By 1850, his holdings included his Baltimore shipyard that was worth over $18,000.

In 1853, Robb built the 567-ton clipper ship Frigate Bird for C. H. Cummings & Co., of Philadelphia. The Bird traveled to Australia under the command of Captain Perry C. Cope.

On August 24, 1853, the 1,200-ton sidewheel steamship Tennessee was launched from the John A. Robb shipyard for the Baltimore and Southern Packet Company's Line, which owns the Palmetto built by the Robb shipyard. She was later renamed the USS Mobile in 1864 and then SS Republic in 1865. She sank in a hurricane off the coast of Georgia in October 1865.

In 1855, Robb built the William Jenkins, which was one of the first side-wheel steamships of the M. & M. Trans. Co.

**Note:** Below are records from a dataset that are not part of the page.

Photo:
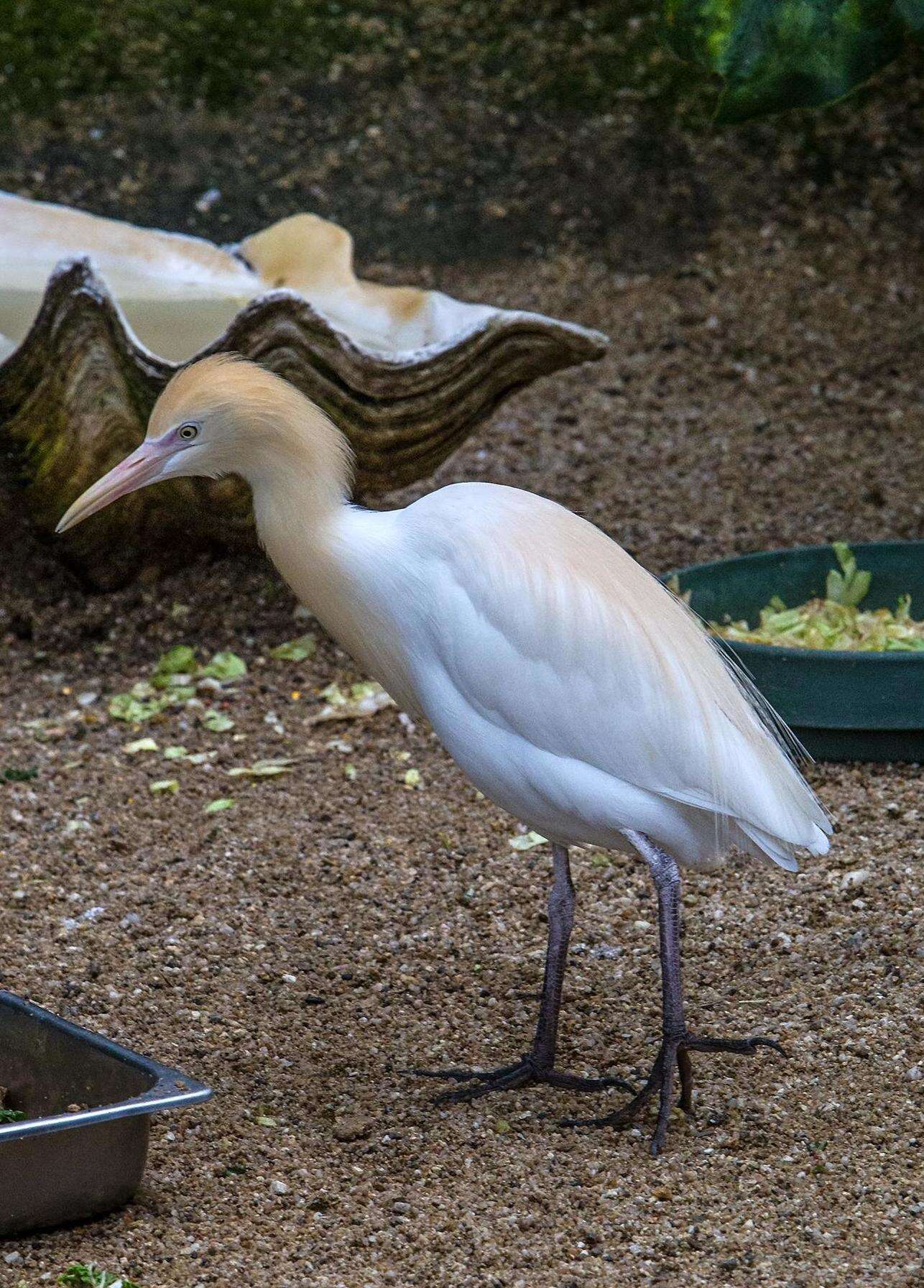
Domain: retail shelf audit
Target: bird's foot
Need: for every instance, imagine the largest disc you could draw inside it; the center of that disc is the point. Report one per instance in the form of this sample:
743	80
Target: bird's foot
675	1050
510	1077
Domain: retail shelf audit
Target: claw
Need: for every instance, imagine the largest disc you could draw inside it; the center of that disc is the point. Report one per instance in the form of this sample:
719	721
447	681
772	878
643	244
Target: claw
662	1078
511	1077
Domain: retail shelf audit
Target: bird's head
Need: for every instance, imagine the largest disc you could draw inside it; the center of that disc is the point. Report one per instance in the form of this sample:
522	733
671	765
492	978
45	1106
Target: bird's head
226	416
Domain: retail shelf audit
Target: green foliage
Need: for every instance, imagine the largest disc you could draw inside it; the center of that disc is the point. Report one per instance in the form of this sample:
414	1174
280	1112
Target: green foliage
777	55
850	585
17	774
836	621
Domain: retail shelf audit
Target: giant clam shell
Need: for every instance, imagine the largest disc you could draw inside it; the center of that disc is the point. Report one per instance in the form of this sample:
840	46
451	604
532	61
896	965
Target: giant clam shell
406	372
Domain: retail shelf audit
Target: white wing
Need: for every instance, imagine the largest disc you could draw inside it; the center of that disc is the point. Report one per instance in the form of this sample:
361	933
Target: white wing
553	632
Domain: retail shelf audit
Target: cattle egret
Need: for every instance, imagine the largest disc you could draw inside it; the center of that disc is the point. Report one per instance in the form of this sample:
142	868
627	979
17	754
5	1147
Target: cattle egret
572	688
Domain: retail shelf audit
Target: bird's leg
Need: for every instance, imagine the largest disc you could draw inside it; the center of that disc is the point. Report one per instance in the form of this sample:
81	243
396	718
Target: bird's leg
676	1040
538	1064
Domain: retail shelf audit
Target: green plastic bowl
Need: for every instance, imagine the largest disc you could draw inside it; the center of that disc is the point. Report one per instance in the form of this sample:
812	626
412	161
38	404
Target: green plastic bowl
841	705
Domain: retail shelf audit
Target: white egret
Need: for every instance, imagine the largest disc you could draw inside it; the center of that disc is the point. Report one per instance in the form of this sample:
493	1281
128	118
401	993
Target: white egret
572	688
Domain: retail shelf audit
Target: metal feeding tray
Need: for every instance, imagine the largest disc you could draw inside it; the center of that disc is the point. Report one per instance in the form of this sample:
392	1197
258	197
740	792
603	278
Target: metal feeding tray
60	1164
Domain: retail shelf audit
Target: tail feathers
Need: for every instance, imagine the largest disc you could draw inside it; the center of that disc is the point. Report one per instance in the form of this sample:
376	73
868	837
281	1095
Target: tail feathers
782	852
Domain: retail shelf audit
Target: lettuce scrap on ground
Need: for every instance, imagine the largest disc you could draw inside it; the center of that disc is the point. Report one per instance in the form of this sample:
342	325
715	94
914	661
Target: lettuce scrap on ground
527	842
361	699
295	650
833	622
174	681
92	1276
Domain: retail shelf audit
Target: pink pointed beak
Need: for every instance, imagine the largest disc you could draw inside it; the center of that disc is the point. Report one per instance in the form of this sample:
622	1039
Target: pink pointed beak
143	466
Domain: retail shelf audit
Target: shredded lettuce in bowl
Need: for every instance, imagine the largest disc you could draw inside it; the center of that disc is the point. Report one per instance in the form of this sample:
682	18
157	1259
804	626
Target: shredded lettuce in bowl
833	622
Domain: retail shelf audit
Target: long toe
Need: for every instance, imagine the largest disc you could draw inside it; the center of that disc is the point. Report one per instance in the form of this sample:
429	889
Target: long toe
510	1077
734	1046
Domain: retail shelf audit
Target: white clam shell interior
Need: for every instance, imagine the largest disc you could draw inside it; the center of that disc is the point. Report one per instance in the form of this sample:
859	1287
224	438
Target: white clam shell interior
179	294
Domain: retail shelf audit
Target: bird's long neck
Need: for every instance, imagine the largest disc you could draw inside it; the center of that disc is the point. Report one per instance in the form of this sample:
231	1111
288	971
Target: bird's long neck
338	561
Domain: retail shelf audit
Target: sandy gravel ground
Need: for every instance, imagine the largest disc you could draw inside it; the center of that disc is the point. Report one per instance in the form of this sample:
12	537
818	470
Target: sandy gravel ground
338	926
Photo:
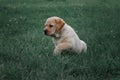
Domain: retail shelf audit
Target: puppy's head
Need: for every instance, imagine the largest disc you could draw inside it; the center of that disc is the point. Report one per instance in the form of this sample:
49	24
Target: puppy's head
53	25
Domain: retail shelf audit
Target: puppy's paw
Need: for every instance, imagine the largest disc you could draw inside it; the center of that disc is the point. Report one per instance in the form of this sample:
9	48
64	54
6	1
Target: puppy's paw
56	52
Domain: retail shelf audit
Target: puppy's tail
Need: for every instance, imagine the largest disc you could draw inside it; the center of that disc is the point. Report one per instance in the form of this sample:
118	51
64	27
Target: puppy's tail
84	45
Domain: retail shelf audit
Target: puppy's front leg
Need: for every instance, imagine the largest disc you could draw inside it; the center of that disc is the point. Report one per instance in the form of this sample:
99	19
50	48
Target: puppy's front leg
60	47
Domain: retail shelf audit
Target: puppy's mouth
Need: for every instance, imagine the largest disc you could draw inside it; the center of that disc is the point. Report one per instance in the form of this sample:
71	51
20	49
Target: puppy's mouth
46	32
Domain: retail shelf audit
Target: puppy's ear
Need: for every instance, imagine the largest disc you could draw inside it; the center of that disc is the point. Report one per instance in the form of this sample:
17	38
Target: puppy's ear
60	23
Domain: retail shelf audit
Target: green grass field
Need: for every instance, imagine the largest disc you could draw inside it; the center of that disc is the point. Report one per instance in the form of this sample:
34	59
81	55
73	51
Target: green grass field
27	54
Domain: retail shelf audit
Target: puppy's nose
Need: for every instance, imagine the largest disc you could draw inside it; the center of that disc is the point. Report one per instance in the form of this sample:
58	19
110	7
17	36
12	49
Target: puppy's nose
45	31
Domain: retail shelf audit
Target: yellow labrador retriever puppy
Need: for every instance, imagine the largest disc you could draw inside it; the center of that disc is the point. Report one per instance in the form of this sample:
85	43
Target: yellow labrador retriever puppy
64	37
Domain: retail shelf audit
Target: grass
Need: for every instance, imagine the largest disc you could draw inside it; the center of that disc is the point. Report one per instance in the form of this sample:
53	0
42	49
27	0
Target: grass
26	53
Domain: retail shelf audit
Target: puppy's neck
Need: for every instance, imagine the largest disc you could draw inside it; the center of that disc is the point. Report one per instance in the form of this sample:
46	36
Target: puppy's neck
57	35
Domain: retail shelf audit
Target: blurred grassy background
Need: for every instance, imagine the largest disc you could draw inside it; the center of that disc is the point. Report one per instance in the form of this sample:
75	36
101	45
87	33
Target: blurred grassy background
26	53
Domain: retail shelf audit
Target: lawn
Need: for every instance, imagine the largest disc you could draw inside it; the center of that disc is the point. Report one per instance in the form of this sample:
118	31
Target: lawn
27	54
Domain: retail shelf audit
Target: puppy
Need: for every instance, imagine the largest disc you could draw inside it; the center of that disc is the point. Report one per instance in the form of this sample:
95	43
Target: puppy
64	37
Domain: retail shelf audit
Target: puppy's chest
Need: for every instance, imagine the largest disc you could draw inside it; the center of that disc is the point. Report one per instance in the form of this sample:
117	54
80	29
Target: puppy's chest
58	41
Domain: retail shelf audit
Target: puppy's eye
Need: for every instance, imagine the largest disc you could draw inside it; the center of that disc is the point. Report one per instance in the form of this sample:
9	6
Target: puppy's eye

He retired for the business in 1865. He was a prominent member of the Saint Andrew's Society of the State of New York and belonged to the Burns Club.

==Death==

John A. Robb died, at age 74, on January 28, 1867, at his residence in Baltimore, Maryland. The funeral took place at his residence and was conducted by Rev. Rodman of Philadelphia. He was buried at the Green Mount Cemetery in Baltimore.